Written by Catherine and Elva on 2020-08-14
Let’s play a game! Imagine that you have a chance to win $100 by flipping a coin. If it lands on heads, you win $100. If it lands on tails, you lose $100. So what do you say?
Theoretically, you have a 50/50 chance of winning or losing this game. However, most people will refuse to play this game because we tend to focus on losing $100 instead of winning $100. Why do we think this way?
We have different perceptions of losses versus equivalent gains, and we tend to be much more sensitive to losing than winning. The pain of losing $100 is far greater than the happiness we would achieve from gaining $100. This is known in behavioral finance as "Loss Aversion Theory". Various research studies have found that in order to play this game, the amount you can possibly win should be at least two times greater than the amount you would lose.
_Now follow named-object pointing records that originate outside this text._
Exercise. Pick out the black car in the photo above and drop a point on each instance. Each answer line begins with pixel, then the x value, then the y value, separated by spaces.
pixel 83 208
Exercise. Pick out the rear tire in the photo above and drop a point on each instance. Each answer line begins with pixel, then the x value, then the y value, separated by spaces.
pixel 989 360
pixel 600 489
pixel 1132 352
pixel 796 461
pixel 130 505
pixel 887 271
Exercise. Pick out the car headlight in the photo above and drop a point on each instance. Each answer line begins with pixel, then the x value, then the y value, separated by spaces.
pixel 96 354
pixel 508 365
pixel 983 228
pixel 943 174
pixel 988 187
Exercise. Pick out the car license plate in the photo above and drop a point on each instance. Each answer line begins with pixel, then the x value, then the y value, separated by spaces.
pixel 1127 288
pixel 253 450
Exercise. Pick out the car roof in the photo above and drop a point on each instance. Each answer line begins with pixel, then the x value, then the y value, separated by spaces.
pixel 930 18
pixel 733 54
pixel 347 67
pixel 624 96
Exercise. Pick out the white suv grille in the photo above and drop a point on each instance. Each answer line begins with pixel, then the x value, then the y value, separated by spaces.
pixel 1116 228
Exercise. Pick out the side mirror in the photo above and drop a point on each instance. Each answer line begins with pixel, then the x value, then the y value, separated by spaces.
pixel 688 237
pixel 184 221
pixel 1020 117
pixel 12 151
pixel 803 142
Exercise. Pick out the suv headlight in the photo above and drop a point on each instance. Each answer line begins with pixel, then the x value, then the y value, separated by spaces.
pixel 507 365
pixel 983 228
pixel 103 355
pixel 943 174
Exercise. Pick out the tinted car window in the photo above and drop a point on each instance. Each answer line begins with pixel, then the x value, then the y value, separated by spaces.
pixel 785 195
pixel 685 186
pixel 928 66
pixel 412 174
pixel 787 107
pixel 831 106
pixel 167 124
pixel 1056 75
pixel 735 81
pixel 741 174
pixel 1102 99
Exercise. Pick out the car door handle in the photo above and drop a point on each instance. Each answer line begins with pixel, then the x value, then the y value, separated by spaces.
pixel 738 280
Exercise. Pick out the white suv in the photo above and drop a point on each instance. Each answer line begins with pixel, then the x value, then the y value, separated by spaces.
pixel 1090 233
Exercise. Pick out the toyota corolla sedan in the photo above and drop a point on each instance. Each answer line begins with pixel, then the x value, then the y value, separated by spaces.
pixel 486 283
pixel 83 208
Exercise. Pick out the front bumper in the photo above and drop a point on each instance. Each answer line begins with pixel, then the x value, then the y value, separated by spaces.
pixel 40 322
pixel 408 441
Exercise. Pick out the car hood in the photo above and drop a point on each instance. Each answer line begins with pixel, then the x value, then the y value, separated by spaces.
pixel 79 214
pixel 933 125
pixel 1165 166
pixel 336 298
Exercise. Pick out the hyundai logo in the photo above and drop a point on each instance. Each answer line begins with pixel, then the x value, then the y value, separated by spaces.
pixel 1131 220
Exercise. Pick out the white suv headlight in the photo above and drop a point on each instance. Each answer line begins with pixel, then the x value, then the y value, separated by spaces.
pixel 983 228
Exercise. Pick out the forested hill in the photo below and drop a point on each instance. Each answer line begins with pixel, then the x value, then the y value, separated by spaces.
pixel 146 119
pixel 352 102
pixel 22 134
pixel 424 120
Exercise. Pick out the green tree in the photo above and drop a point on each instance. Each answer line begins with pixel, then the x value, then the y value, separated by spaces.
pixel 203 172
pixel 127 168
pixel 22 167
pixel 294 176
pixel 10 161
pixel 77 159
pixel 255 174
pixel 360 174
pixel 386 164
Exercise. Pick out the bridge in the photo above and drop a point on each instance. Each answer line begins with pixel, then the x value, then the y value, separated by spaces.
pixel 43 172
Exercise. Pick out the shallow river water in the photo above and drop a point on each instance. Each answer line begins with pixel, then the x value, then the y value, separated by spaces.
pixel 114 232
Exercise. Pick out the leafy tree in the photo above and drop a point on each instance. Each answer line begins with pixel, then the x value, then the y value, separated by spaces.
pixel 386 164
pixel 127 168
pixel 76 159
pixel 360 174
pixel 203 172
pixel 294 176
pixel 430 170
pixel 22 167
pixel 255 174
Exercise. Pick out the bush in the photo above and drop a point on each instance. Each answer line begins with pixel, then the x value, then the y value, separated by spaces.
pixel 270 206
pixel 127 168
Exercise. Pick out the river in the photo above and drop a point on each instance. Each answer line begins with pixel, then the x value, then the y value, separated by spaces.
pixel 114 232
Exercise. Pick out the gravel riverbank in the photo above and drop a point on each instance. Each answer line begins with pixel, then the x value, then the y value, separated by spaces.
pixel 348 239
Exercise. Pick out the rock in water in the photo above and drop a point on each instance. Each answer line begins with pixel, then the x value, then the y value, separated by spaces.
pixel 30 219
In other words, I’d have to give you at least $200 for you to play this game!
Loss averse is a common emotion. For example, if you make a $100 investment return, you won’t experience too much emotions, but if you lose $100, you will probably feel a huge headache.
Why do we have loss aversion
This innate human emotion stems from an ancient psychological mechanism of self-preservation. In times of extreme poverty, there is a big difference between losing and getting the same amount of food; losing food means you or your offspring starving to death, but getting the same amount of food just means you eat more. Negative events not only make us react faster, but they also affect us more deeply, so people are more sensitive to loss.
How does loss aversion affect investment decisions?
This mindset can lead people to make irrational investment decisions. Take your holdings of two stocks for example; one is going up by 20% and the other is going down by 20%. If you need to sell one of them, which one would you sell?
Most people will choose to sell the stock that's making money, so they can ensure the money goes to their pockets. However, such a decision does not take into account the chance it will continue to rise. On the other hand, most people find it hard to accept a loss. For the stock that is losing money, we always hope that it will rise again. Actually, the right decision is to sell the falling stock and prevent further decline. For example, my principal was originally $10,000, the stock fell 20%, and I have $8,000 remaining. At this time, it had to rise by 25% to recover the loss. What if the investor did not sell in time, the stock continued to fall to $5,000, then the stock price would have to rise by 100% to cover the loss.
In fact, loss aversion is an irrational behavior triggered by emotional biases, but it is hard to get rid of these emotions. It is quite unwise if your investment decisions are also influenced by them.